Huangsipu Site is located within the territory of Tangqiao and Yangshe Towns of Zhangjiagang City, Suzhou. It was listed as a Major Historical and Cultural Site Protected at the National Level by the State Council of China in 2013. The Site consists of two parts, one is the Dongdu Garden Scenic Area which takes the ancient Huangsipu Dhvaja as the core part; and the other is Huangsipu underground buried area. The site covers an area of about 4 square kilometers with Huangsipu River passing through. According to legend, the Huangsipu River was dug by Prince Chunshen or Huang Xie of the State of Chu during the Warring States Period, and was dredged repeatedly in later times, which can still be used for shipping even in the 80s of the last century. Currently, the river is about 8 km long. After 1994, the Zhangjiagang Municipal Government built Dongdu Garden near Huangsipu River, where locate the Jianzhen Monk Memorial Hall, Dhvaja and other facilities.

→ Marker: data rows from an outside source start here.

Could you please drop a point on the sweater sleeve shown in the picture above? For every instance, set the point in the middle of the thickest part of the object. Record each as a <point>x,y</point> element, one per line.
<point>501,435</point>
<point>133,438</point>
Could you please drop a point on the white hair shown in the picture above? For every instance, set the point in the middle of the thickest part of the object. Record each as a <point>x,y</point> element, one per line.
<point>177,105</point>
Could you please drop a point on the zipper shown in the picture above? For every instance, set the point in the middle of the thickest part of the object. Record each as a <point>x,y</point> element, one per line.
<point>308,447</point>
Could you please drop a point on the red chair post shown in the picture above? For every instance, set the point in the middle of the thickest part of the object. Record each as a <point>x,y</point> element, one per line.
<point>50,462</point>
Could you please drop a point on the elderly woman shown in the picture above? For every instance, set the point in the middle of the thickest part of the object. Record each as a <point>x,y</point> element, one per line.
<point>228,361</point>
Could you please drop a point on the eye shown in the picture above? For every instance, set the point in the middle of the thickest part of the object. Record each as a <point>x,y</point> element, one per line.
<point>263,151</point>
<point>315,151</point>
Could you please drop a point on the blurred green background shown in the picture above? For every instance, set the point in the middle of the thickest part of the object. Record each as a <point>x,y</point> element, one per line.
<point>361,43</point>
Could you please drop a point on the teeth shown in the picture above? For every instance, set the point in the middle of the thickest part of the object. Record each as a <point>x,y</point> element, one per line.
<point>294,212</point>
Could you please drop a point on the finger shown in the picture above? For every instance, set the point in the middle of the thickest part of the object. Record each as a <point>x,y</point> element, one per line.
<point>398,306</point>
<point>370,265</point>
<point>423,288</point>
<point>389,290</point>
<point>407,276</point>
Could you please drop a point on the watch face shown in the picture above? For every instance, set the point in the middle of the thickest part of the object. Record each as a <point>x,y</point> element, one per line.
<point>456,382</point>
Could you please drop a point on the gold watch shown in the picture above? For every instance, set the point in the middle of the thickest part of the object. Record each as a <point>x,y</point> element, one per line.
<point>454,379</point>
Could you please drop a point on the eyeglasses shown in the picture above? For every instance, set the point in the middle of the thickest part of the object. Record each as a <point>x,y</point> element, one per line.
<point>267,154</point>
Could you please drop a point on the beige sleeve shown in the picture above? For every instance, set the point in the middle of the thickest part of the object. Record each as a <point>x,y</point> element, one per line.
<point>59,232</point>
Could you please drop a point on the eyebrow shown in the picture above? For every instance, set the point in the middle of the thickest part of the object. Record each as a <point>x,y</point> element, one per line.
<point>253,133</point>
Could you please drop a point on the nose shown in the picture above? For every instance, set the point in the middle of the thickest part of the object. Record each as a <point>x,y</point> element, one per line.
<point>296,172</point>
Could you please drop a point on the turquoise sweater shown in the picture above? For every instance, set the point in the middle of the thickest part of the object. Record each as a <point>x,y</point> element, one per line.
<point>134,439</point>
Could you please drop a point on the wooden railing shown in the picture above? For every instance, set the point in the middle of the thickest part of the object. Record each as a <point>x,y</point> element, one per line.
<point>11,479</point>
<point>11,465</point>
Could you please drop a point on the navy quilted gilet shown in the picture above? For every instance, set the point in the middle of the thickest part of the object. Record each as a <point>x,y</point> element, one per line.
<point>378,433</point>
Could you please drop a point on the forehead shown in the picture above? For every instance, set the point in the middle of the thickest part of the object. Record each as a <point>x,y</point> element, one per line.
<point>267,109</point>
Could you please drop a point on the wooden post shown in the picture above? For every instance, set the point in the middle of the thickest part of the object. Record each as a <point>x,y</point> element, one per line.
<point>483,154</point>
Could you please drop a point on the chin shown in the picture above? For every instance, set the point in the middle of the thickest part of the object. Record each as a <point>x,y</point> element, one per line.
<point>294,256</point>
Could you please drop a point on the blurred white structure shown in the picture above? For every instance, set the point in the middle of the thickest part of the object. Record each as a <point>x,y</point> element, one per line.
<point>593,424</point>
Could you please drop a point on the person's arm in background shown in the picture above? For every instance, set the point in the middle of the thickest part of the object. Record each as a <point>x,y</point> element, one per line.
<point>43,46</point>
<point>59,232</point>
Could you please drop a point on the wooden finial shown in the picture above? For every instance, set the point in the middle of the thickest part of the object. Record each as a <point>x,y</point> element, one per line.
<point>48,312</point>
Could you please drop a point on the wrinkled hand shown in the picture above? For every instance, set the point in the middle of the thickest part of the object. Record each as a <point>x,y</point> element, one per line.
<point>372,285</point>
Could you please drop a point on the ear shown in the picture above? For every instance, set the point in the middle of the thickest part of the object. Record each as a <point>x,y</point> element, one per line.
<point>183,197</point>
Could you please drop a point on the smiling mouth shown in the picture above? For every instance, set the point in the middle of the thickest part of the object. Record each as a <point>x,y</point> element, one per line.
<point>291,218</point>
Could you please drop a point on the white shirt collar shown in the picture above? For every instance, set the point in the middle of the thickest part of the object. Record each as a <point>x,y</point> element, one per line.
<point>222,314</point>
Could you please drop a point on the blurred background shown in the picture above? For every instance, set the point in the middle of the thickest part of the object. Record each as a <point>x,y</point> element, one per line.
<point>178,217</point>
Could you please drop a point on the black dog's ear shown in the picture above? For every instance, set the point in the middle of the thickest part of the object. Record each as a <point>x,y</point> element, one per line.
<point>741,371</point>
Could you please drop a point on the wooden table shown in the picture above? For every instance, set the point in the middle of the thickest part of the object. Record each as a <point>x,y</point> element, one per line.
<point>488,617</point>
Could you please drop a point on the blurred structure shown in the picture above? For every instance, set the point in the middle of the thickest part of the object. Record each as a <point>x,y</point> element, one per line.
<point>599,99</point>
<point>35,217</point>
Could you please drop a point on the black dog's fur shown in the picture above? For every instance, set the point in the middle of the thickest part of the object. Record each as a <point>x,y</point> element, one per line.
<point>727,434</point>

In December 2008, the national cultural relics survey team who conducted the third relics survey of Zhangjiagang city in Jiangsu Province found a large range of relics in Qing'an Village of Yangshe Town, southwest of Dongdu Garden. From the west to East on the site, three dense building remains were unearthed, which are the original site for Zunsheng Temple, the original sites for the central market of the Qing'an Town and Jinghua Temple, and the original sites for estern market of Qing'an Town, gutters, and wharves.
As a port type site of Tang and Song Dynasty, Huangsipu Site is noted for its large amount of docks, warehouses, workshops, shops, houses, temples, roads relics, which are rarely seen in other sites of the same period in China. The excavation of the site provided the important materials for research on the past conditions of Huangsipu in Tang and Song Dynasties and it relevance to the most important cultural event of Monk Jianzhen’s sixth navigation eastward to Japan.